Hair
Milos Forman (1979)
"Hair" et son hymne "Let the Sunshine in" peut être considérée comme la première comédie musicale rock de l'histoire. Elle a été créée en 1967, en plein mouvement contestataire de la jeunesse contre la guerre du Vietnam. Une jeunesse qui rejette également les valeurs conservatrices des parents en adoptant le mode de vie hippie, son pacifisme (le flower power, l'attirance pour les religions orientales), sa liberté de mœurs (en matière sexuelle et de consommation de drogues), son rejet du productivisme, du puritanisme et de la société de consommation, son esthétique (par rejet des institutions militaires et bourgeoises corsetées, les hippies portaient des tenues décontractées et colorées, s'adonnaient au naturisme et filles comme garçons laissaient leurs cheveux pousser librement ce qui explique le titre de la comédie musicale "Hair"). "Hair" a décoiffé (et dénudé) Broadway tout comme tous les lieux par lesquels elle est passée ensuite, la troupe de comportant dans la salle comme sur scène et suscitant parfois des réactions de rejet comme à Paris en 1969 avec la tentative de l'Armée du Salut pour arrêter le spectacle.

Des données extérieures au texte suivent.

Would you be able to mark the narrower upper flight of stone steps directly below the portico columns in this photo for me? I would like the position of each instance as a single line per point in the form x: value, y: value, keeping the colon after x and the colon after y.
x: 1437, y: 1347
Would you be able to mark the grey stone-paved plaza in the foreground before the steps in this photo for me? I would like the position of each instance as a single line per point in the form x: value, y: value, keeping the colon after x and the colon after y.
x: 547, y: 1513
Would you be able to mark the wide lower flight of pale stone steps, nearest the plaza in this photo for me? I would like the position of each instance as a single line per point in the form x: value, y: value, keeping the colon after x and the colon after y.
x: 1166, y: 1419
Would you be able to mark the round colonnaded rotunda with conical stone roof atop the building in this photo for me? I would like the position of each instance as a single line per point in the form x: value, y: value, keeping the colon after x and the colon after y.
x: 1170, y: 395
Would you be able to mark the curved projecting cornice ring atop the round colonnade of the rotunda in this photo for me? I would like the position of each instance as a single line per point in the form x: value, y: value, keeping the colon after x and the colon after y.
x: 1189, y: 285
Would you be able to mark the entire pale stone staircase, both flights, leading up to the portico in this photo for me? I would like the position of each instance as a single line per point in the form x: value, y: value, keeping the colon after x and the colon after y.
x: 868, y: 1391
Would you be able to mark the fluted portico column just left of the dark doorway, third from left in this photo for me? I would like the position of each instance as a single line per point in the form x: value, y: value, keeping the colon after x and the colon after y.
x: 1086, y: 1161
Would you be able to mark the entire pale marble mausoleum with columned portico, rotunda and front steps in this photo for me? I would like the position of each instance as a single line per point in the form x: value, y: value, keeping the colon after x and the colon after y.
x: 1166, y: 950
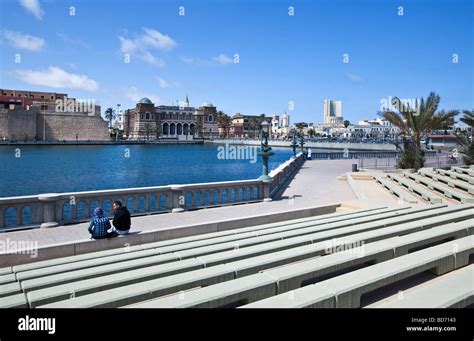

Milos Forman conjugue donc dans son film réalisé dix ans plus tard l'esprit d'une époque avec ses thèmes de prédilection, ceux d'un cinéaste en révolte contre toutes les formes d'oppression institutionnelle. Sous sa direction, "Hair" se transforme en ballet tragi-comique autour d'une liberté ardemment recherchée mais dont l'accomplissement se paye d'un prix aussi amer que dans "Vol au-dessus d'un nid de coucou". Le système social que dépeint Milos Forman est en effet menacé par la subversion de ceux qui le défient. Dans "Hair", ils s'invitent dans la société bourgeoise pour y renverser la table et commencent à convertir à leur cause les jeunes pousses. Aussi, chez Forman, les deux camps se livrent une lutte à mort où le système ne laisse que deux possibilités à ceux qui le remettent en cause: rentrer dans le rang ou être écrasé. Berger (Treat Williams), le leader des hippies sacrifie ainsi sa vie sans le vouloir pour permettre à son ami Claude (John Savage) de recouvrer la liberté, un peu comme le faisait (symboliquement) Mc Murphy pour "Chef" dans "Vol au-dessus d'un nid de coucou". Toutes les séquences de happening filmées dans Central Park sont admirables dans leur composition, de même que celle où Berger secoue le cocotier d'un grand repas de cérémonie bourgeoise, tout comme la fin où l'hymne "Let The Sunshine in" prend une résonance poignante.